No caso do Labubu, por exemplo, trata-se de “art toy” importado da marca Pop Mart, recomendado para maiores de 15 anos, viralizado entre crianças como brinquedo, apesar de ser, a princípio, um objeto de decoração. Bobbie Goods, que começou como marca de papelaria, virou item cult após influenciadoras mirins passarem a mostrar seus cadernos e estojos com centenas de canetas em vídeos fofinhos.

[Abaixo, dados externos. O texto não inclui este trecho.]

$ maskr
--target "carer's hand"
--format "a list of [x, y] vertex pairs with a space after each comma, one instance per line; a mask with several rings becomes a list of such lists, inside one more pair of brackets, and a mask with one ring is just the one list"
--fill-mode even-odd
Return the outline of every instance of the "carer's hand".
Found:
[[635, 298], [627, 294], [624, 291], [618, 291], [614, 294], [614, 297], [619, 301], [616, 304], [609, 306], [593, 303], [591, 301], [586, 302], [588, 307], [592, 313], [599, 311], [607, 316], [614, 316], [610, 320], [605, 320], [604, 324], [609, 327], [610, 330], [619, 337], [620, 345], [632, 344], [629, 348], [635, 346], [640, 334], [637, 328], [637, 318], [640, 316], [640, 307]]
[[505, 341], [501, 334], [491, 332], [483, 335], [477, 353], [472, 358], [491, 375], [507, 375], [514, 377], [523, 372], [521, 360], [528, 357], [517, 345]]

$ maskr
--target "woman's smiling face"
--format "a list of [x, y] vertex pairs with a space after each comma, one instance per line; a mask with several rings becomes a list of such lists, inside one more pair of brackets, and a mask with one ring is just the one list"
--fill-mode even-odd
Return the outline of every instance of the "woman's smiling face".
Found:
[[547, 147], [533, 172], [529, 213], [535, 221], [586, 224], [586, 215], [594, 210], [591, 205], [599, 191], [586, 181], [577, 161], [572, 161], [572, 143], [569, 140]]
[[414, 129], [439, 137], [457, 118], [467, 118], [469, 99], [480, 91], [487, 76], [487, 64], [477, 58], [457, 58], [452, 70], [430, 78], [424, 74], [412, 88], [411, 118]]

São produtos criando desejo não por serem úteis ou causarem ânsia de ter, mas por aparecem nas mãos de pessoas influentes, com a linguagem persuasiva e, frequentemente, com intenções comerciais por trás. É o novo marketing disfarçado de “dica”, “rotina” ou “diversão”.

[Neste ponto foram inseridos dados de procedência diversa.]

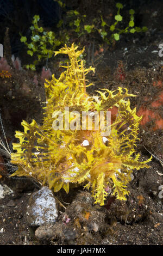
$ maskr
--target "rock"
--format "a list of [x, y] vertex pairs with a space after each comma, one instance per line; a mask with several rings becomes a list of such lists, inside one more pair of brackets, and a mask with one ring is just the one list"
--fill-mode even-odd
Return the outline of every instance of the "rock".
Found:
[[53, 236], [53, 225], [46, 225], [37, 228], [35, 234], [36, 239], [41, 240], [49, 239]]
[[58, 217], [57, 203], [52, 191], [47, 187], [43, 187], [29, 198], [27, 220], [30, 227], [39, 227], [52, 224]]
[[4, 198], [5, 196], [12, 194], [12, 193], [14, 191], [6, 185], [3, 184], [2, 186], [0, 184], [0, 199]]
[[15, 207], [16, 205], [16, 204], [13, 200], [10, 200], [7, 204], [7, 206], [9, 207]]

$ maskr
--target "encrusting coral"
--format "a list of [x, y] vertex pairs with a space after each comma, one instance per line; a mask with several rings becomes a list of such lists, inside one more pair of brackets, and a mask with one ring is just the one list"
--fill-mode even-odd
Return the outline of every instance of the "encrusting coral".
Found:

Segundo o Programa Criança e Consumo, criado pelo Instituto Alana em 2006, a publicidade velada em conteúdos digitais está em ascensão e representa violação dos direitos das crianças. Em agosto de 2025, o Tribunal Regional Federal da 6ª Região determinou ao YouTube exibir avisos sobre a proibição de merchandising voltado a crianças, especialmente quando feito de forma disfarçada. A decisão foi motivada por denúncias de pais e entidades após verem seus filhos impactados por vídeos aparentemente inofensivos, só que incentivando o consumo de produtos com apelo emocional e simbólico.
Como mãe, me pergunto como proteger as crianças desse tipo de influência. A resposta não é simples. Conversar com os filhos e controlar os acessos à rede é essencial, além da necessidade de cobrar mais transparência e responsabilidade das plataformas. Influenciadores que produzem conteúdo para ou com crianças devem ser obrigados a sinalizar claramente quando há publicidade. As empresas não podem se esconder atrás de vídeos fofos para vender. E os pais precisam estar atentos aos conteúdos e às mensagens ocultas.
A infância virou alvo de uma nova forma de marketing, mais sutil e emocional e, justamente por isso, mais perigosa. Não se trata de demonizar a internet nem os influenciadores, mas de reconhecer a existência de uma estrutura de consumo por trás, muito bem pensada, alcançando nossas crianças cedo demais. Quando minha filha de sete anos me pede uma rotina de skincare, não posso ignorar que ela não inventou isso sozinha. Alguém ensinou e esse alguém, muitas vezes, está ganhando para isso.
Precisamos falar abertamente sobre esse tipo de conteúdo, pressionar por regulação adequada e ensinar nossas filhas e filhos a reconhecerem que nem o que está na tela é verdade, é para ela ou é apenas "diversão". Às vezes, é um comercial…só que muito bem disfarçado.